Sementara itu, Ketua Tim Seleksi dari Unisba, Setiawan Adi Subagio, yang juga memimpin Entrepreneurial Learning and Career Center (ELCC), menjelaskan beberapa dinamika di lapangan. Banyak pelamar tidak lolos seleksi administrasi karena tidak memenuhi persyaratan dasar yang sudah jelas tercantum.
"Ada yang hanya lulusan SMA dan SMK, bahkan masih kuliah pun ikut mendaftar dengan hanya menyertakan surat keterangan kampus. Padahal, juknis menyebut minimal ijazah D3. Jadi kami tidak bisa kompromi,” ujar Setiawan.
Baca Juga : Pilwaka 2025 Digelar Secara Digital, Bukti Tata Kelola Modern MAN 2 Kota Malang
Ia juga menambahkan bahwa tes wawancara akan dilangsungkan pada Rabu dan Kamis, 30–31 Juli 2025, sementara pengumuman hasil akhir rekrutmen dijadwalkan Sabtu, 2 Agustus 2025. Semua informasi diumumkan melalui laman resmi Unisba Blitar, sebagai bentuk keterbukaan dan akuntabilitas publik.
Proses rekrutmen ini menjadi salah satu contoh sinergi antara perguruan tinggi dan pemerintah daerah dalam membangun sumber daya manusia yang kompeten. Pendamping RT Keren sendiri akan menjadi garda terdepan dalam mendampingi program pemberdayaan masyarakat berbasis lingkungan rukun tetangga.

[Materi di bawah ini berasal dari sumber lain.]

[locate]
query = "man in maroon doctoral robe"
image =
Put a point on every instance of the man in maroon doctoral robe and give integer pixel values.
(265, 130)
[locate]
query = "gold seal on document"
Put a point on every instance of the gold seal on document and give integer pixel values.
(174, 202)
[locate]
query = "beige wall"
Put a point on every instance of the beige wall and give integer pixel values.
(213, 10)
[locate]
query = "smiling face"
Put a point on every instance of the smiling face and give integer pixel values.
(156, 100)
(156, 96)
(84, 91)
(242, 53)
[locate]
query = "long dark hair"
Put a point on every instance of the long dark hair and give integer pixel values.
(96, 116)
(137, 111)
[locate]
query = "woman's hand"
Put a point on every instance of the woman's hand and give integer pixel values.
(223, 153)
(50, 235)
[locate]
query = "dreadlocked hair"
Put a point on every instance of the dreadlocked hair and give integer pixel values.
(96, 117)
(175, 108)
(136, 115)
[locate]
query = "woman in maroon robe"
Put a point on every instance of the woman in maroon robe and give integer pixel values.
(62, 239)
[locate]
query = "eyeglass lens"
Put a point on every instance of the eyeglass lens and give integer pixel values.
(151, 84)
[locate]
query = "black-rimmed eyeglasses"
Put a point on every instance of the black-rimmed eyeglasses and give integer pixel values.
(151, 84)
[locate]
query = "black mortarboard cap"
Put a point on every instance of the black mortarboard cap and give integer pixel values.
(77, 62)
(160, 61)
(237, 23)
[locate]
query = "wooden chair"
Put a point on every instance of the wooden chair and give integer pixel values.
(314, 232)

Dengan seleksi yang ketat dan berstandar tinggi, diharapkan para pendamping ini tidak hanya menjadi penggerak administrasi, tetapi juga inovator dan fasilitator perubahan sosial di tingkat komunitas. Di tengah transformasi tata kelola pembangunan yang semakin inklusif dan partisipatif, program ini menjadi salah satu terobosan penting.

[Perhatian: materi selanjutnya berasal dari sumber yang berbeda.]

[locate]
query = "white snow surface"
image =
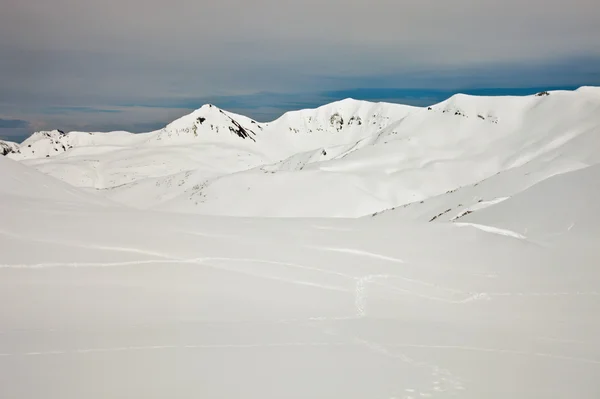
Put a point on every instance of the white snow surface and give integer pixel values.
(123, 273)
(8, 147)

Bagi Unisba Blitar, keterlibatan dalam seleksi RT Keren juga menjadi bagian dari orientasi kampus sebagai center of excellence yang tidak hanya memproduksi lulusan, tetapi juga menjawab kebutuhan riil masyarakat dan pemerintahan.
"Ke depan, kami siap melanjutkan kerja sama lain sesuai kebutuhan Pemkot. Karena kami percaya, perguruan tinggi bukan menara gading, tapi mitra aktif dalam pembangunan daerah,” pungkas Supriyono.
Dengan kualitas dan integritas sebagai fondasi, seleksi pendamping RT Keren Kota Blitar tak sekadar rekrutmen tenaga teknis. Ia adalah cermin kolaborasi antara ilmu pengetahuan dan tata kelola pembangunan, demi Blitar yang lebih inklusif, tangguh, dan keren.